Welcome to Part II of our 3 part series on metatarsalgia – intermetatarsal bursitis. Just to refresh your memory, Metatarsalgia is a broad term used to describe pain around the ball of the foot – the padded area just back from your toes. There are a number of problems that cause metatarsalgia so the generalized diagnosis is often not helpful in explaining why you might be in pain. It’s also not helpful for developing a treatment plan as the different conditions that make up metatarsalgia all require very different approaches. Last month we talked about Morton’s neuroma (if you missed Part I last month, you can read it here) This month’s subject, intermetatarsal bursitis, is often seen alongside a neuroma and can quite often be the cause of a neuroma.
What is a bursa?
A bursa or bursae are small, fluid-filled sacs present all over the body. They are there to help reduce friction between bone and tendon but can also form in other areas if there is enough rubbing and pressure present. When these sacs become inflamed, it is called bursitis.
This describes inflammation of the bursae that lie between the ends of the metatarsals (long bones) of the feet. This is caused by:
Excessive pronation or ‘rolling in’ – this causes friction between one side of the foot and the other while walking which rubs the bursae and causes them swell
Tight shoes cause a squeezing of the forefoot which again causes rubbing of the bursae and subsequent swelling
High-heeled shoes lead to a hyperextension or over-bending of the toes, which causes the fluid inside the bursae to move toward the toes.
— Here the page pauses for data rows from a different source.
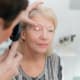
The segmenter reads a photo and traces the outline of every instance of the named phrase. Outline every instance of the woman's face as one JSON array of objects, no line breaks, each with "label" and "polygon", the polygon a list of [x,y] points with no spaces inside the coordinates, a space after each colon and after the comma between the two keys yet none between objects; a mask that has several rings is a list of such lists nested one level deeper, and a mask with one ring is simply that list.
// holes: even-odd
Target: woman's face
[{"label": "woman's face", "polygon": [[54,24],[41,15],[36,15],[32,19],[39,25],[29,25],[24,30],[23,36],[26,46],[34,52],[43,54],[50,47],[54,34]]},{"label": "woman's face", "polygon": [[18,19],[15,19],[9,28],[4,29],[4,20],[0,19],[0,43],[6,41],[12,34],[13,28],[16,26]]}]

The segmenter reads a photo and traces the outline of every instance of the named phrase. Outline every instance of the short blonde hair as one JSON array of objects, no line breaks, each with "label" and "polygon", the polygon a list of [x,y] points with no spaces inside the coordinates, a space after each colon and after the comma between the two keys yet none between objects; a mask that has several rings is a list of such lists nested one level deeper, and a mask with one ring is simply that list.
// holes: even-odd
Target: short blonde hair
[{"label": "short blonde hair", "polygon": [[53,10],[48,7],[40,6],[30,12],[29,17],[36,16],[37,14],[45,16],[47,19],[51,20],[54,26],[57,26],[57,17]]},{"label": "short blonde hair", "polygon": [[[54,27],[57,26],[57,18],[56,18],[56,15],[51,8],[40,6],[37,9],[32,10],[29,14],[29,17],[30,18],[35,17],[37,14],[43,15],[47,19],[51,20],[53,22]],[[21,28],[23,31],[23,30],[25,30],[25,28],[27,27],[28,24],[22,23],[21,25],[22,25]],[[22,44],[22,41],[20,43],[20,46],[21,46],[21,44]],[[21,51],[21,48],[19,50]],[[52,47],[49,47],[48,51],[46,52],[46,55],[48,56],[48,55],[50,55],[50,53],[52,53]]]}]

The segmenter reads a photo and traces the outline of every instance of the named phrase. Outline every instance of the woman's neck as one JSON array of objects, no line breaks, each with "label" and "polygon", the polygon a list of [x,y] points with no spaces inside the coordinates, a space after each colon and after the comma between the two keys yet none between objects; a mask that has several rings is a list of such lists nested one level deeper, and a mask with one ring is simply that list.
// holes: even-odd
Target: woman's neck
[{"label": "woman's neck", "polygon": [[28,48],[27,46],[24,46],[23,61],[39,62],[41,60],[44,60],[44,58],[45,58],[44,54],[37,53]]}]

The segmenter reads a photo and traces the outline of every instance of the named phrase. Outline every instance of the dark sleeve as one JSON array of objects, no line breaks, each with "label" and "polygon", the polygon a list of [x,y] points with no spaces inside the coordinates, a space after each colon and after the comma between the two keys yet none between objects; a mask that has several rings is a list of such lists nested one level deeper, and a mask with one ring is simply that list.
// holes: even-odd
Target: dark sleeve
[{"label": "dark sleeve", "polygon": [[59,65],[58,65],[58,80],[62,80],[62,66],[60,64],[60,58],[59,58]]}]

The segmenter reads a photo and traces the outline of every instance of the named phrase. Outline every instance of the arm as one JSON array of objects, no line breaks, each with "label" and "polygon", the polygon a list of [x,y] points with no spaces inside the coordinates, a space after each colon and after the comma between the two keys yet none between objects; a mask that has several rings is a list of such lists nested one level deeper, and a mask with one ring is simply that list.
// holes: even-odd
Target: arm
[{"label": "arm", "polygon": [[13,44],[7,58],[0,63],[0,80],[11,80],[13,76],[18,75],[18,67],[22,59],[20,53],[16,53],[18,43]]},{"label": "arm", "polygon": [[60,58],[59,58],[59,65],[58,65],[58,80],[62,80],[62,66],[60,64]]}]

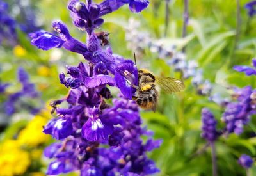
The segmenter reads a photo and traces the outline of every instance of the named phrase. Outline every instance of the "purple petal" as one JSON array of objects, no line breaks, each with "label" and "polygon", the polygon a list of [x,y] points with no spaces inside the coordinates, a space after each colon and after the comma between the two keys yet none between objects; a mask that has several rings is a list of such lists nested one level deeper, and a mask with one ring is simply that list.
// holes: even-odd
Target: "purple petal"
[{"label": "purple petal", "polygon": [[56,160],[50,163],[47,174],[50,175],[58,175],[64,173],[65,163],[62,161]]},{"label": "purple petal", "polygon": [[147,151],[152,151],[152,150],[158,148],[163,143],[163,140],[153,140],[149,139],[145,145],[145,149]]},{"label": "purple petal", "polygon": [[61,146],[62,144],[60,143],[52,143],[44,149],[44,155],[47,157],[52,158]]},{"label": "purple petal", "polygon": [[[256,2],[256,1],[255,1]],[[256,58],[252,59],[252,65],[254,67],[256,67]]]},{"label": "purple petal", "polygon": [[63,44],[63,47],[67,50],[79,54],[83,54],[88,51],[84,44],[71,36],[68,28],[65,24],[60,21],[54,22],[52,28],[60,34],[61,39],[66,42]]},{"label": "purple petal", "polygon": [[95,141],[107,139],[113,130],[112,124],[100,118],[90,118],[82,127],[82,135],[83,138],[89,141]]},{"label": "purple petal", "polygon": [[256,70],[248,66],[244,65],[236,65],[233,67],[233,69],[237,72],[243,72],[247,76],[256,75]]},{"label": "purple petal", "polygon": [[239,157],[238,163],[244,168],[250,168],[253,164],[253,160],[250,156],[243,154]]},{"label": "purple petal", "polygon": [[73,126],[71,119],[60,118],[54,118],[44,127],[43,132],[51,134],[57,140],[67,138],[73,132]]},{"label": "purple petal", "polygon": [[129,5],[130,10],[132,12],[140,12],[146,8],[149,4],[148,0],[132,0]]},{"label": "purple petal", "polygon": [[129,100],[132,99],[133,88],[126,79],[118,72],[115,74],[115,82],[124,96]]},{"label": "purple petal", "polygon": [[99,74],[91,77],[88,77],[85,80],[84,83],[84,85],[87,88],[95,88],[106,84],[113,86],[115,83],[114,80],[110,76],[104,74]]},{"label": "purple petal", "polygon": [[[58,36],[49,33],[41,33],[30,34],[33,38],[31,44],[43,50],[49,50],[54,47],[61,47],[65,41]],[[37,36],[36,38],[34,38]]]},{"label": "purple petal", "polygon": [[102,25],[104,22],[104,19],[98,19],[95,20],[93,22],[93,25],[95,26],[95,27],[100,26]]}]

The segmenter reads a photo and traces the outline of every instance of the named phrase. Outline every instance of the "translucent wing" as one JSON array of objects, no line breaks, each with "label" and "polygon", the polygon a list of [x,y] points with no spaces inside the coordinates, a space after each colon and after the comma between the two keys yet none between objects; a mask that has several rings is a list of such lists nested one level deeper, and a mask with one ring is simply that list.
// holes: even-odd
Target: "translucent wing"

With the increased weight-bearing on the balls of the feet and therefore pressure and friction on the bursae this then leads to inflammation
What does it feel like?
Burning, pinching, sharp pain is often described with swelling noted on the top of the foot. It can often feel like you’re walking on a stone or rock and if it is pressing on a nerve, you might also experience shooting pain or numbness in the toes.
What is the treatment?
As the cause is often footwear related, treatment is pretty simple – stop wearing the shoes that are causing it! However, sometimes the swelling is so bad that it hurts no matter what shoes you wear. A full assessment of your footwear and biomechanics is needed to determine whether insoles or orthoses may be needed. An ultrasound is helpful to diagnose any other associated conditions such as neuroma or plantar plate tears (more on this next month), which can often be present at the same time.
Anti-inflammatory medication can help reduce the swelling as can a cortisone injection, however, these won’t have long-lasting effects if the underlying cause isn’t dealt with.